L'ergothérapie avant tout
A l’époque, l’étudiant de 18 ans est en première année de médecine et souhaite assurer ses études. Car le jeune homme a déjà son plan de carrière en tête : devenir ergothérapeute (qui adapte les conditions de vie d’une personne en situation de handicap). “J'ai toujours voulu faire ce métier car j’en ai eu besoin pendant dix ans. Sans l’ergothérapie, je n'aurais pas pu suivre une scolarité normale, et je n’aurais pas pu être la personne que je suis devenue aujourd’hui. J’avais aussi envie de rendre ce que l’on m'a donné à l’époque”, confie-t-il.
L’athlétisme passe alors au second plan, et le sprinteur tire un trait sur les Jeux de Rio de 2016. Un choix dur qu’il ne regrette pas. “Mon objectif à ce moment-là n'était pas de devenir sportif de haut niveau. Je voulais me mettre à l'abri au niveau des études. Le reste m’est un peu tombé dessus.” Une fois sa première année de médecine en poche, il aménage son emploi du temps entre ses cours de l’école d’ergothérapie et ses entraînements. Dimitri axe ensuite la saison 2019-2020 sur sa préparation aux Jeux, qui seront finalement repoussés d’un an. Un mal pour un bien, pour celui qui a pu terminer ses études et bénéficier d’un an supplémentaire pour l'objectif paralympique. “Je suis à 200% fier de lui, confie son ami Younes Idlasmad. A l’école d’ergothérapie, alors qu’on avait 40 heures de cours par semaine, il allait s’entraîner les soirs quand nous avions terminé notre journée. C’était très intense, mais il n’a rien lâché”, salue son ex-camarde de promotion.
“Il a toujours franchi les obstacles sur sa route”
Malgré la déception de ce report, sa détermination n’a pas été ébranlée.

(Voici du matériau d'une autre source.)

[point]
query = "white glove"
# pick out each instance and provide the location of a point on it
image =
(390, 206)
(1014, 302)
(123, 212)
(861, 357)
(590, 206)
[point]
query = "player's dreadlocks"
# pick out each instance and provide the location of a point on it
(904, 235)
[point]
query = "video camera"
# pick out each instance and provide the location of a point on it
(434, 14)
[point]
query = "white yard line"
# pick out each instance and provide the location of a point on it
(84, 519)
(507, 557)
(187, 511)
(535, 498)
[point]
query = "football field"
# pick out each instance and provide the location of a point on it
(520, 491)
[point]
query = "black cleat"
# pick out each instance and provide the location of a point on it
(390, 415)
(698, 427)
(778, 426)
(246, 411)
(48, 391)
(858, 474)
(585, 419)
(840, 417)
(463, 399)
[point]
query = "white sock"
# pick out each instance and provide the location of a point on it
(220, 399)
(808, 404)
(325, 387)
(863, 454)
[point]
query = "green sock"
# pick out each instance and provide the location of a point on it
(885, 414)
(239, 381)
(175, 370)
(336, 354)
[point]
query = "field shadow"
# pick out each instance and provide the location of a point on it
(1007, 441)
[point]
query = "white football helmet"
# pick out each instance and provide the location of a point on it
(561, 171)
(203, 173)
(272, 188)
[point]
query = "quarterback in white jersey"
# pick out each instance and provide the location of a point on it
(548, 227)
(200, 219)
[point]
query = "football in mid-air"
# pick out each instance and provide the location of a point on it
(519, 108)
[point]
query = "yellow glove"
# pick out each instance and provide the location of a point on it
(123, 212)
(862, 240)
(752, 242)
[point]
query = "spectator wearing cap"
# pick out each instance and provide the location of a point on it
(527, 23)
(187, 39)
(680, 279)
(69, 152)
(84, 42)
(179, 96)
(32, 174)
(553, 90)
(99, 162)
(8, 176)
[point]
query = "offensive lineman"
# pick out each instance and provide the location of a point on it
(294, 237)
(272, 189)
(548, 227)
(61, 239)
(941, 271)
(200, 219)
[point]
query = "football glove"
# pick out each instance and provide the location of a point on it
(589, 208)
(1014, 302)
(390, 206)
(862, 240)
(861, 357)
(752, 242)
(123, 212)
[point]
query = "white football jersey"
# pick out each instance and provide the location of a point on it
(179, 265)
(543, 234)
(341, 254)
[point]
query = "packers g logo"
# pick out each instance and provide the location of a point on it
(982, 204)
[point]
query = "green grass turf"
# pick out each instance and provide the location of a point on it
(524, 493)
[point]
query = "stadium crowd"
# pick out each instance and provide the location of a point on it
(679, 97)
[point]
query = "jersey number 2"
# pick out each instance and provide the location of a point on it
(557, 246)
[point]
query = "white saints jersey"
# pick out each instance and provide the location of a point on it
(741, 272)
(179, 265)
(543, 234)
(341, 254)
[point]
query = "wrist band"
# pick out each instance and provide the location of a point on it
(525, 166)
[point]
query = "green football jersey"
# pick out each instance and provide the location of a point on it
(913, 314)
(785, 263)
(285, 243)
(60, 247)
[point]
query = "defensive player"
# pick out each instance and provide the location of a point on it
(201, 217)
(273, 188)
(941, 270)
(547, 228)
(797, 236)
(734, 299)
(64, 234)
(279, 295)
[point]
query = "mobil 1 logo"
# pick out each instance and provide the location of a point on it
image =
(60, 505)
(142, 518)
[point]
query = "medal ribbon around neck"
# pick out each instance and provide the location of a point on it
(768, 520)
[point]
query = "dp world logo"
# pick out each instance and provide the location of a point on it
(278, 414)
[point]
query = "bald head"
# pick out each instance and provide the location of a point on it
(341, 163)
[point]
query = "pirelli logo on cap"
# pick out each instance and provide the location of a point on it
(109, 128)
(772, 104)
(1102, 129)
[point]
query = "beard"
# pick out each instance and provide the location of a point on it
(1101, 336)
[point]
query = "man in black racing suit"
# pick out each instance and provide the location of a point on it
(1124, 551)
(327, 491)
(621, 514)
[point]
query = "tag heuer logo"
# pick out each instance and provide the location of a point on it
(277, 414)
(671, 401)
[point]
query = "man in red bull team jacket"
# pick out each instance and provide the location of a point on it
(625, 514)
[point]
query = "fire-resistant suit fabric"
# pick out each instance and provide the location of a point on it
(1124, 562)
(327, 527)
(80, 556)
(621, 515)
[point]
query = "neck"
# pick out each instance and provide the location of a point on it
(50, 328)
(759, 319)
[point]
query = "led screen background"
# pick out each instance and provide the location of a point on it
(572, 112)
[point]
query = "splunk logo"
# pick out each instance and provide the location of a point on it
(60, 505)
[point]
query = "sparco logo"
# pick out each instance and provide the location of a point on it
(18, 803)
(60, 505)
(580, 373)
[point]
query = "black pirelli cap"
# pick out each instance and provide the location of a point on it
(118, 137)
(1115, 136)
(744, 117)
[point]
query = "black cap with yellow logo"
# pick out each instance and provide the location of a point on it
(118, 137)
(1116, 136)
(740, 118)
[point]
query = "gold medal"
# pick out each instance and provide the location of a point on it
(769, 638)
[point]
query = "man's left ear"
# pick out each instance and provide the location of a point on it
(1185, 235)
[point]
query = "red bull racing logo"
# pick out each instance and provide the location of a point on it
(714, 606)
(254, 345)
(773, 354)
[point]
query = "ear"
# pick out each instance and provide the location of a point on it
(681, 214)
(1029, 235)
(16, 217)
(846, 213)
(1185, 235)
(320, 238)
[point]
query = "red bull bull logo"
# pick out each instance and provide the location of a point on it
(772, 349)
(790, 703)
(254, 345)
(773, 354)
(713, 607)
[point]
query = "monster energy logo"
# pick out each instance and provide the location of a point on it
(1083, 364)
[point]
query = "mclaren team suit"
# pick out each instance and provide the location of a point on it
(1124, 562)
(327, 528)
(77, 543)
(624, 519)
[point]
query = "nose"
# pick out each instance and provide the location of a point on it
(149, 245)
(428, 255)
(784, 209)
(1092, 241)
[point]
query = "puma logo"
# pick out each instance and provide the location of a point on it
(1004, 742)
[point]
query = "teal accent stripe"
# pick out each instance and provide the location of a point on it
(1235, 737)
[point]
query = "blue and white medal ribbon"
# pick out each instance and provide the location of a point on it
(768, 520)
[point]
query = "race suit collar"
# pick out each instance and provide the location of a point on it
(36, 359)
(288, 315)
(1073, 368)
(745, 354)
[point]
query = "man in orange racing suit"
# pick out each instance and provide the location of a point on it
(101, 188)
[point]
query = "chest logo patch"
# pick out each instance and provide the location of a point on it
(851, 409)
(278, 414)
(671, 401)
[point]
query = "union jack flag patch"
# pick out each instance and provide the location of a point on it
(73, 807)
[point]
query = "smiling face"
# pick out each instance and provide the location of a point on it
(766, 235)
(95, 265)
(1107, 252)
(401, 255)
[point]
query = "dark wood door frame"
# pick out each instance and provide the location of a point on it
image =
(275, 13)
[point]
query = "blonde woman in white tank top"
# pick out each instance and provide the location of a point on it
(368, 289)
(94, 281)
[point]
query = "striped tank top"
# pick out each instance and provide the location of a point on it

Pour son frère jumeau Rémi, celle-ci l’a d’ailleurs toujours guidé que ce soit lors de ses études ou dans sa carrière sportive. “Dimitri a toujours été exigeant avec lui-même et dans les objectifs qu’il se fixe. Au lycée, alors qu’il faisait tout pour devenir ergothérapeute, des professeurs ont essayé de le décourager. Parfois avec des remarques du style : ‘Ce n’est pas un handicapé qui soignera d’autres handicapés’. Sa force est qu’il a toujours franchi les obstacles qui lui barraient la route”, livre son frère. Ce dernier, qui ne souffre pas de handicap, mais qui a toujours eu une relation fusionnelle avec Dimitri, est devenu enseignant en activité physique adaptée et guide d’athlète déficient visuel.
Aujourd’hui, en parallèle de son activité de sportif, Dimitri Jozwicki travaille pour le service Santé et conditions de travail au sein de Pôle emploi, avec qui il a une convention d'insertion professionnelle. Ce contrat spécifique pour les sportifs de haut niveau lui accorde une stabilité financière, car il ne vit pas encore de son sport. Au-delà de l’aspect économique, l’athlète assure aussi son après-carrière. “Pour moi, c'est important de préparer l'après haut niveau, surtout quand on connait la précarité de nombreux sportifs en France. Et le contexte actuel prouve que je ne me suis pas trompé dans mon choix”, détaille-t-il. Aujourd’hui, à 24 ans, son nouvel objectif est de participer aux Jeux de Tokyo et de ramener une médaille paralympique. Et cette fois, il est prêt à viser les sommets.